Location: Food Safety and Enteric Pathogens ResearchTitle: Meta-analysis to define a core microbiota in the swine gut
|HOLMAN, DEVIN - Orise Fellow|
|TRACHSEL, JULIAN - Iowa State University|
Submitted to: mSystems
Publication Type: Peer Reviewed Journal
Publication Acceptance Date: 4/21/2017
Publication Date: 5/23/2017
Citation: Holman, D.B., Brunelle, B.W., Trachsel, J., Allen, H.K. 2017. Meta-analysis to define a core microbiota in the swine gut. mSystems. 2(3):e00004-17. doi: 10.1128/mSystems.00004-17.

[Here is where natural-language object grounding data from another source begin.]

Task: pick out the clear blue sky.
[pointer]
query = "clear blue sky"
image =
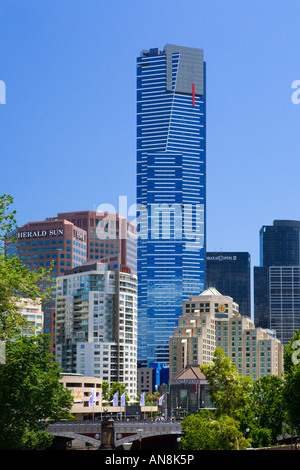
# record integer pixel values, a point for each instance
(68, 128)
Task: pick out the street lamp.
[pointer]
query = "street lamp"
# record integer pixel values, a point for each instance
(140, 432)
(127, 445)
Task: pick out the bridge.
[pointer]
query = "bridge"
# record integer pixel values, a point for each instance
(96, 433)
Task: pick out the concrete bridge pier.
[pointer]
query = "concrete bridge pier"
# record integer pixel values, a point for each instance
(107, 435)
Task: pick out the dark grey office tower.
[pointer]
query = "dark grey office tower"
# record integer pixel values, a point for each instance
(230, 274)
(277, 279)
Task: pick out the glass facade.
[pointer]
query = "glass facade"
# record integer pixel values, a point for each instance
(229, 273)
(170, 192)
(276, 281)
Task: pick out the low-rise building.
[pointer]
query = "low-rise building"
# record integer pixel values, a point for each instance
(212, 320)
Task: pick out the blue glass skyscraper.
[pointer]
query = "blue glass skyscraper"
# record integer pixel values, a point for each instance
(171, 156)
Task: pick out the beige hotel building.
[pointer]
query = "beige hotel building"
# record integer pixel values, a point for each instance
(212, 320)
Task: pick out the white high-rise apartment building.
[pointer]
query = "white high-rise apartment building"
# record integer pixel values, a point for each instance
(31, 310)
(96, 323)
(212, 320)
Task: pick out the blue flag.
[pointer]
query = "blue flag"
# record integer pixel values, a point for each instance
(115, 399)
(142, 400)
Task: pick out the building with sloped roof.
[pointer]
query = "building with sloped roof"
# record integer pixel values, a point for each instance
(212, 320)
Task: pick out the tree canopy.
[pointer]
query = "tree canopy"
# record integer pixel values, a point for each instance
(30, 392)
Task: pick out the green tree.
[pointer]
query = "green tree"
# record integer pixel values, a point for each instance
(16, 281)
(264, 413)
(227, 389)
(204, 431)
(292, 382)
(31, 395)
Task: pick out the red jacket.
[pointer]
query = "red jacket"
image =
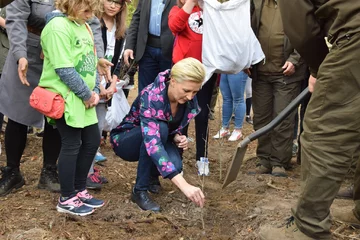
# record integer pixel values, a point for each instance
(188, 30)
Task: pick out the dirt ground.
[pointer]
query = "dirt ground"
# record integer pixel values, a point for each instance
(235, 212)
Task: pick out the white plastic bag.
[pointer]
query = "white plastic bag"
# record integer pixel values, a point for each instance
(229, 43)
(117, 111)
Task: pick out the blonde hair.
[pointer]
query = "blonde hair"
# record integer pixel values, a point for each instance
(73, 8)
(188, 69)
(120, 19)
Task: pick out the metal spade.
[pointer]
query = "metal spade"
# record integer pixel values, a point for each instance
(238, 157)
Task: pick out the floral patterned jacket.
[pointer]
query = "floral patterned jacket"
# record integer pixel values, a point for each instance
(148, 109)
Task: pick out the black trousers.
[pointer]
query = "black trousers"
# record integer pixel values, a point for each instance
(15, 141)
(78, 149)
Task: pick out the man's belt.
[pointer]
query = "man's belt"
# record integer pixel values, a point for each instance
(154, 41)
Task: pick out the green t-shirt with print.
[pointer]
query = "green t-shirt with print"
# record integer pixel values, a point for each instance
(67, 44)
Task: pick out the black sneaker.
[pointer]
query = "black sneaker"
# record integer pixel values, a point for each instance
(142, 199)
(154, 185)
(49, 179)
(74, 206)
(11, 179)
(89, 200)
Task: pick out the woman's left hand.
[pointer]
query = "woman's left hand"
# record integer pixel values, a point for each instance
(104, 68)
(110, 92)
(181, 141)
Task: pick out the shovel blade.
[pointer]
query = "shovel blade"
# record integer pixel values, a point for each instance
(235, 165)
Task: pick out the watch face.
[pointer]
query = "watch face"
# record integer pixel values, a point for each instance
(196, 22)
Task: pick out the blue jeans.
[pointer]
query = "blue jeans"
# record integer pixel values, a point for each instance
(150, 65)
(232, 87)
(131, 147)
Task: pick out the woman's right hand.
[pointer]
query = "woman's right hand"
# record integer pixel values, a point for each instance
(22, 70)
(193, 193)
(90, 102)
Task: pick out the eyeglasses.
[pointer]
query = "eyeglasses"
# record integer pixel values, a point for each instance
(116, 2)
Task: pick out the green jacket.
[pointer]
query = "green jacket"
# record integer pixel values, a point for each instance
(336, 19)
(290, 54)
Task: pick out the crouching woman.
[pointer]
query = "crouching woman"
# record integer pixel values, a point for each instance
(152, 131)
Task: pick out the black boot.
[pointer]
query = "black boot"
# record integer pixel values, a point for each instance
(11, 179)
(49, 179)
(142, 199)
(154, 185)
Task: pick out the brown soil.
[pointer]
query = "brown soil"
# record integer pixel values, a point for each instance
(236, 212)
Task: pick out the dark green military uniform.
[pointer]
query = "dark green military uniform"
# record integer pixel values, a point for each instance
(332, 121)
(272, 91)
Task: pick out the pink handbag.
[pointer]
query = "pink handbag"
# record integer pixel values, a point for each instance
(48, 103)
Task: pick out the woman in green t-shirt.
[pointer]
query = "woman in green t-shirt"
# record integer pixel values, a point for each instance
(70, 70)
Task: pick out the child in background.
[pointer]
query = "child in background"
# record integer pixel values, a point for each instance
(232, 87)
(70, 69)
(113, 27)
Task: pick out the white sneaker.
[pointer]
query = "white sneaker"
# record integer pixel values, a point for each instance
(235, 136)
(223, 132)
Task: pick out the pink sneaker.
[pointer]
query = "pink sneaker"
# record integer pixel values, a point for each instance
(74, 206)
(89, 200)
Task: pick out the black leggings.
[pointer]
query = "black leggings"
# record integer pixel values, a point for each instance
(1, 120)
(202, 119)
(78, 149)
(15, 141)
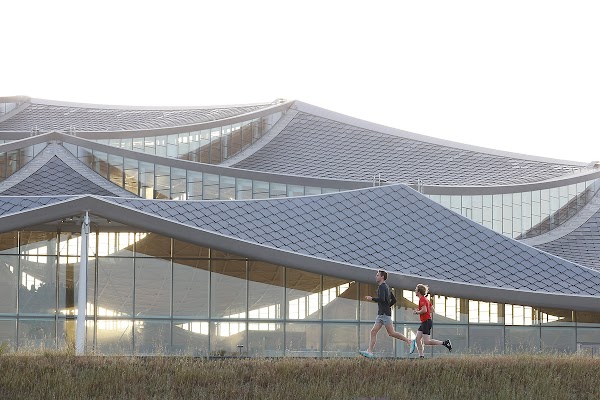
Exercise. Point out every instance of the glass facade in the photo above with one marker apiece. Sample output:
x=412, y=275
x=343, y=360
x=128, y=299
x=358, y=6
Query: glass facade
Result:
x=149, y=294
x=14, y=160
x=524, y=214
x=209, y=146
x=156, y=181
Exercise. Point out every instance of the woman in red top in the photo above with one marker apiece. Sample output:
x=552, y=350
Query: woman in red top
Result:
x=424, y=333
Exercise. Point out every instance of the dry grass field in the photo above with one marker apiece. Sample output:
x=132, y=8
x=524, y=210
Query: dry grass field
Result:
x=51, y=375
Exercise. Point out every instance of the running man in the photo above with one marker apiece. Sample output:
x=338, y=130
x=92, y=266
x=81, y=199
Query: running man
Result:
x=423, y=334
x=384, y=314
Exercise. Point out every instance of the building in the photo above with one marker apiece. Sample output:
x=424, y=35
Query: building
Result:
x=257, y=229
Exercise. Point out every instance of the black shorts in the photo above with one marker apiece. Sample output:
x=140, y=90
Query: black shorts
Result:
x=426, y=327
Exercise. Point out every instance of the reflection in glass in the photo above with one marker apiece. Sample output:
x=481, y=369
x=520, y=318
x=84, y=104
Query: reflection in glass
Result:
x=486, y=339
x=303, y=295
x=152, y=287
x=191, y=280
x=302, y=340
x=9, y=281
x=152, y=337
x=340, y=340
x=114, y=336
x=228, y=289
x=37, y=334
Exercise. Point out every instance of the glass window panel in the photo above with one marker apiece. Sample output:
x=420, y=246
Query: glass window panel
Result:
x=521, y=339
x=243, y=188
x=152, y=287
x=303, y=295
x=188, y=250
x=556, y=317
x=277, y=189
x=260, y=189
x=115, y=287
x=37, y=334
x=227, y=188
x=265, y=290
x=295, y=190
x=302, y=340
x=265, y=339
x=152, y=245
x=340, y=340
x=152, y=337
x=559, y=340
x=588, y=319
x=131, y=175
x=311, y=190
x=37, y=289
x=194, y=185
x=36, y=243
x=9, y=281
x=228, y=289
x=68, y=288
x=146, y=180
x=8, y=333
x=448, y=310
x=368, y=309
x=114, y=336
x=190, y=338
x=225, y=338
x=486, y=339
x=340, y=299
x=191, y=283
x=210, y=187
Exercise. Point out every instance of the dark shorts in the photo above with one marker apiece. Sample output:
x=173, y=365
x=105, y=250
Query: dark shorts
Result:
x=426, y=327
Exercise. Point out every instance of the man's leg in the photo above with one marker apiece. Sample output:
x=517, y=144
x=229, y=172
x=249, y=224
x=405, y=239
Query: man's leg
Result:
x=391, y=332
x=420, y=343
x=374, y=331
x=431, y=342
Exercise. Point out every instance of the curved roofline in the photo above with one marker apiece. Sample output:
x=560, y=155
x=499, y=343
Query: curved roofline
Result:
x=360, y=123
x=566, y=228
x=560, y=181
x=135, y=133
x=60, y=103
x=226, y=170
x=101, y=207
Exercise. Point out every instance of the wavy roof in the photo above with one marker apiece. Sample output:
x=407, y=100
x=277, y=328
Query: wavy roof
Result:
x=578, y=240
x=49, y=116
x=55, y=171
x=319, y=143
x=347, y=234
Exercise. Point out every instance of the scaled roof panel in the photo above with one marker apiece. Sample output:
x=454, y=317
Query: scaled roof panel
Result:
x=55, y=171
x=55, y=178
x=391, y=227
x=312, y=145
x=582, y=244
x=58, y=117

Interpretive Summary: The swine industry in the United States is worth approximately $23.5 billion each year. Similar to humans, pigs have a rich and diverse microbial community in their gastrointestinal tract that plays a significant role in the health of the animal. A number of independent studies have now investigated the microbial community in the pig gastrointestinal tract, often in response to dietary additives, but a global overview is lacking. Therefore, we combined all of the available studies that examined the pig gastrointestinal tract and performed a meta-analysis to identify bacteria that are shared among commercial pigs and to determine what factors most influence the bacterial community in the gut. We confirmed that each anatomical region (e.g. colon, cecum, stomach) in the pig gut has a distinct microbial community. We also identified several types of bacteria that are found in nearly all commercial pigs around the world and thus could potentially serve as targets for dietary manipulation and improvement of pig health in the future.
Technical Abstract: Background The swine gut microbiota encompasses a large and diverse population of bacteria that play a significant role in pig health. As such, a number of recent studies have utilized high-throughput sequencing of the 16S rRNA gene to characterize the composition and structure of the swine gut microbiota, often in response to dietary feed additives. It is important to determine which factors shape the composition of the gut microbiota among multiple studies, and if certain bacteria are always present in the gut microbiota of swine, independent of study variables such as country of origin and experimental design. To answer these questions we performed a meta-analysis using 20 publically available datasets from high-throughput 16S rRNA gene sequence studies of the swine gut microbiota. Results The gastrointestinal (GI) tract section that was sampled had the greatest effect on the composition and structure of the swine gut microbiota (P less than 0.001). Certain genera were relatively more abundant in a specific GI location, including Lactobacillus in the gastric mucosa, Prevotella, Helicobacter, and Campylobacter in the colonic mucosa, Clostridium in the ileal mucosa, Bacteroides in the colon, and Treponema in fecal samples. Technical variation among studies, particularly the 16S rRNA gene hypervariable region sequenced, also significantly affected the composition of the swine gut microbiota (P less than 0.001). Despite this, numerous commonalities were discovered. Among fecal samples, the genera Prevotella, Clostridium, Alloprevotella, Ruminococcus, and the RC9 gut group were found in 99 percent of all fecal samples. Additionally, Clostridium, Blautia, Lactobacillus, Prevotella, Ruminococcus, Roseburia, the RC9 gut group, and Subdoligranulum, were shared by greater than 90 percent of all GI samples, suggesting a so-called “core” microbiota for commercial swine worldwide. Conclusions The results of this meta-analysis demonstrate that GI sample location is the most significant driver of the swine gut microbiota. However, when comparing results from different studies, some biological factors may be obscured by technical variation among studies. Nonetheless, there are bacterial taxa that are strongly associated with the swine GI tract regardless of country of origin, diet, age, or breed. Thus, these results provide the framework for future studies to manipulate the swine gut microbiota for potential health benefits.